Many claims about higher starch digestibility hybrids emphasize the importance of driving rumen bacterial populations. While important, ruminal digestion rates are only part of the equation. Starch digestibility hinges more on the answers to these questions: How much starch gets digested in the total digestive tract (rumen + small intestine + large intestine), and how much is associated with seed genetics versus kernel processing and storage management?

Total tract digestion can easily be determined by measuring starch in the feces. Research literature and lab summaries indicate that total tract starch digestion in lactating cattle exceeds 95 percent when proper kernel processing in silage, high-moisture corn, or dry grain is achieved.

Nutritionists routinely measure fecal starch of less than 2 to 3 percent in well-managed herds. If 98 to 99 percent of the starch has been digested by the time the corn silage and grain leave the animal, it raises the question: What problem are we trying to solve?

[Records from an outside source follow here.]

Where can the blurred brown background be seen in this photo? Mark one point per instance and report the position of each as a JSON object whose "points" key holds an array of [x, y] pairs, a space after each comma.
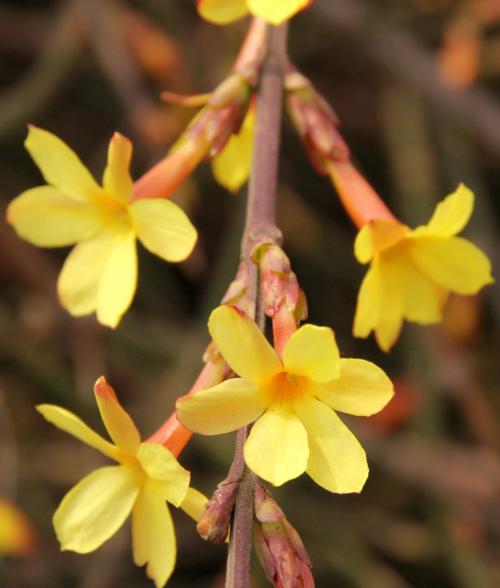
{"points": [[416, 84]]}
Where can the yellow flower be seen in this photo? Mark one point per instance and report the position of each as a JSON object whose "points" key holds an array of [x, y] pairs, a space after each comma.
{"points": [[413, 271], [292, 400], [273, 11], [100, 273], [231, 167], [17, 536], [147, 477]]}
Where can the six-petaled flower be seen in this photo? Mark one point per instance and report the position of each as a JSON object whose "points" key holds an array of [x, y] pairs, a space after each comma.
{"points": [[293, 401], [147, 477], [412, 272], [100, 273]]}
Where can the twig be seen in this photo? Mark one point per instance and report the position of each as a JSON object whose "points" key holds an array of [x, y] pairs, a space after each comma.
{"points": [[260, 226]]}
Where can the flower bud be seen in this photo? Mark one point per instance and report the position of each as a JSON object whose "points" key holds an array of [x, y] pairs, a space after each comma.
{"points": [[279, 546], [315, 122]]}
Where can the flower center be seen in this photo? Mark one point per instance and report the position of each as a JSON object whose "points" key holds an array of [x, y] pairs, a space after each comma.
{"points": [[286, 388]]}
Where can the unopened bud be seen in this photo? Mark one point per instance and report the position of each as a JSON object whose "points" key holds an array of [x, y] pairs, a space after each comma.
{"points": [[214, 523], [279, 547], [279, 284], [315, 122]]}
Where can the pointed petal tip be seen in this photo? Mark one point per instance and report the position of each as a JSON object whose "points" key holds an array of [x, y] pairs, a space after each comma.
{"points": [[103, 390]]}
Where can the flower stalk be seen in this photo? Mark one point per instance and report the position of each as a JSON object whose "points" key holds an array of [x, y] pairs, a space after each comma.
{"points": [[260, 227]]}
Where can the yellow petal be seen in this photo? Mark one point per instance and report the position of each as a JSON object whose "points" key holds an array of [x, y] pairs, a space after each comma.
{"points": [[222, 11], [452, 262], [17, 536], [231, 167], [337, 462], [362, 388], [118, 281], [276, 449], [117, 180], [78, 284], [153, 536], [421, 299], [379, 305], [390, 319], [160, 465], [117, 421], [451, 215], [47, 218], [376, 236], [59, 165], [95, 508], [242, 344], [163, 228], [100, 274], [223, 408], [369, 302], [312, 351], [68, 422], [277, 11], [194, 504]]}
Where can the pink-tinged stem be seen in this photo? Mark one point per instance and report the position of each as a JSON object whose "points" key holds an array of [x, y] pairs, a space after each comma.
{"points": [[260, 223], [284, 325], [360, 200], [163, 179], [172, 434]]}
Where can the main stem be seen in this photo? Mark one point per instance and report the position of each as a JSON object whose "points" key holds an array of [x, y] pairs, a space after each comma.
{"points": [[260, 227]]}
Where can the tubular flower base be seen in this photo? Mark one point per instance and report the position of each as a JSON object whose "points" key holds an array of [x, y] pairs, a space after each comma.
{"points": [[293, 401], [412, 272], [147, 477], [226, 11], [100, 274]]}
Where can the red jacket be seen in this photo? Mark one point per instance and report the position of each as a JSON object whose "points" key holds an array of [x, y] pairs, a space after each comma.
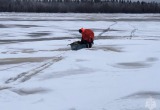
{"points": [[87, 35]]}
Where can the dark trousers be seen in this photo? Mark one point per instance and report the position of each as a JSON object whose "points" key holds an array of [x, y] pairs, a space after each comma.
{"points": [[88, 44]]}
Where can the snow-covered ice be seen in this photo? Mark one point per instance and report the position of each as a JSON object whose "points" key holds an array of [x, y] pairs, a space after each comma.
{"points": [[39, 71]]}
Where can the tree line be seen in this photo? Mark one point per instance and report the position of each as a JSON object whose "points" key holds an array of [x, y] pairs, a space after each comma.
{"points": [[79, 6]]}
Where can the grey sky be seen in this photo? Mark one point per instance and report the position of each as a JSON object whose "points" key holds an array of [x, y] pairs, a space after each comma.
{"points": [[148, 0]]}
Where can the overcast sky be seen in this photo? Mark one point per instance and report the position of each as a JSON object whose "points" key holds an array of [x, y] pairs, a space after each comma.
{"points": [[147, 0]]}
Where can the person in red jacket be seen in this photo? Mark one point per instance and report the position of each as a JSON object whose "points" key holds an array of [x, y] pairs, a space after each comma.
{"points": [[87, 37]]}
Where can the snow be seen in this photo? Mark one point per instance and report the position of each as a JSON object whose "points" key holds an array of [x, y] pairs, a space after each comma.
{"points": [[39, 71]]}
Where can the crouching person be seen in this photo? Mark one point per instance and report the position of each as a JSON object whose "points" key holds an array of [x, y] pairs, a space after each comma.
{"points": [[86, 40], [87, 37]]}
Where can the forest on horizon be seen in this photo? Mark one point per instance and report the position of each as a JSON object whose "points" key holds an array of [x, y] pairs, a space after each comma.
{"points": [[77, 6]]}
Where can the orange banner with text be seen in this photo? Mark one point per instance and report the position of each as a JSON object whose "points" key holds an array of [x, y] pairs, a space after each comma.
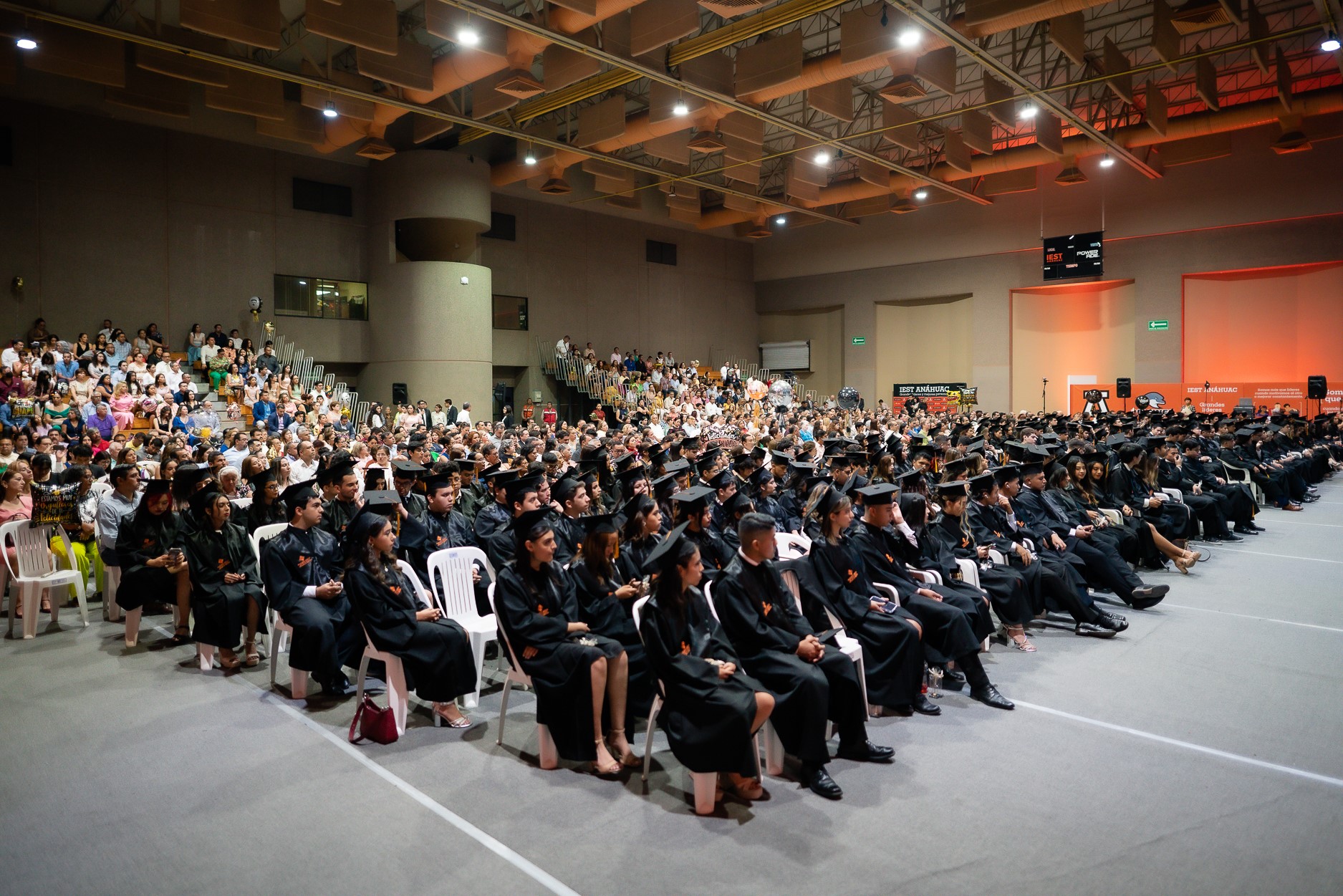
{"points": [[1217, 397]]}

While total tract digestion is most important, it is helpful to understand the balancing act of where starch is digested in the animal. Starch digestion in the rumen is beneficial for growing more rumen bugs that provide a protein source for the cow.

However, too much starch digested in the rumen can cause acidosis and cows might go off-feed and have low milk components. Rumen bypass starch, absorbed as glucose from the intestines, can have more than 20 percent greater caloric value to the animal compared with starch fermented in the rumen.

Do corn genetics differ in starch digestibility?

University studies have shown minimal differences in the amount of floury starch among dent hybrids when kernels are greater than 25 percent moisture (typical moisture for corn silage or high-moisture corn).

Vitreousness differences may occur among hybrids when harvested at kernel moisture less than 20 to 25 percent. Even these differences may be small and will vary from year-to-year based on growing conditions.

What can be done to improve starch digestibility?

Researchers have shown that the primary drivers of high starch digestibility of corn silage, high-moisture corn, or dry grain includes the following.

  1. Kernel particle size — influenced most by kernel processing or grinding.

  2. Duration of time in fermented storage — starch digestibility increases in the silo for about six months before stabilizing.

  3. Kernel maturity or moisture at harvest (one-half milkline versus black layer) — impacts the extent of vitreous starch development.

  4. The corn growing environment, including weather-related factors and nitrogen fertilization.

The largest single factor in managing corn starch digestibility starts in the field at harvest time by frequently monitoring kernel particle size as the crop is being put into storage. Despite a trend to market “floury” starch corn hybrids, it is still in your best interest to focus genetic choices on yield and agronomics.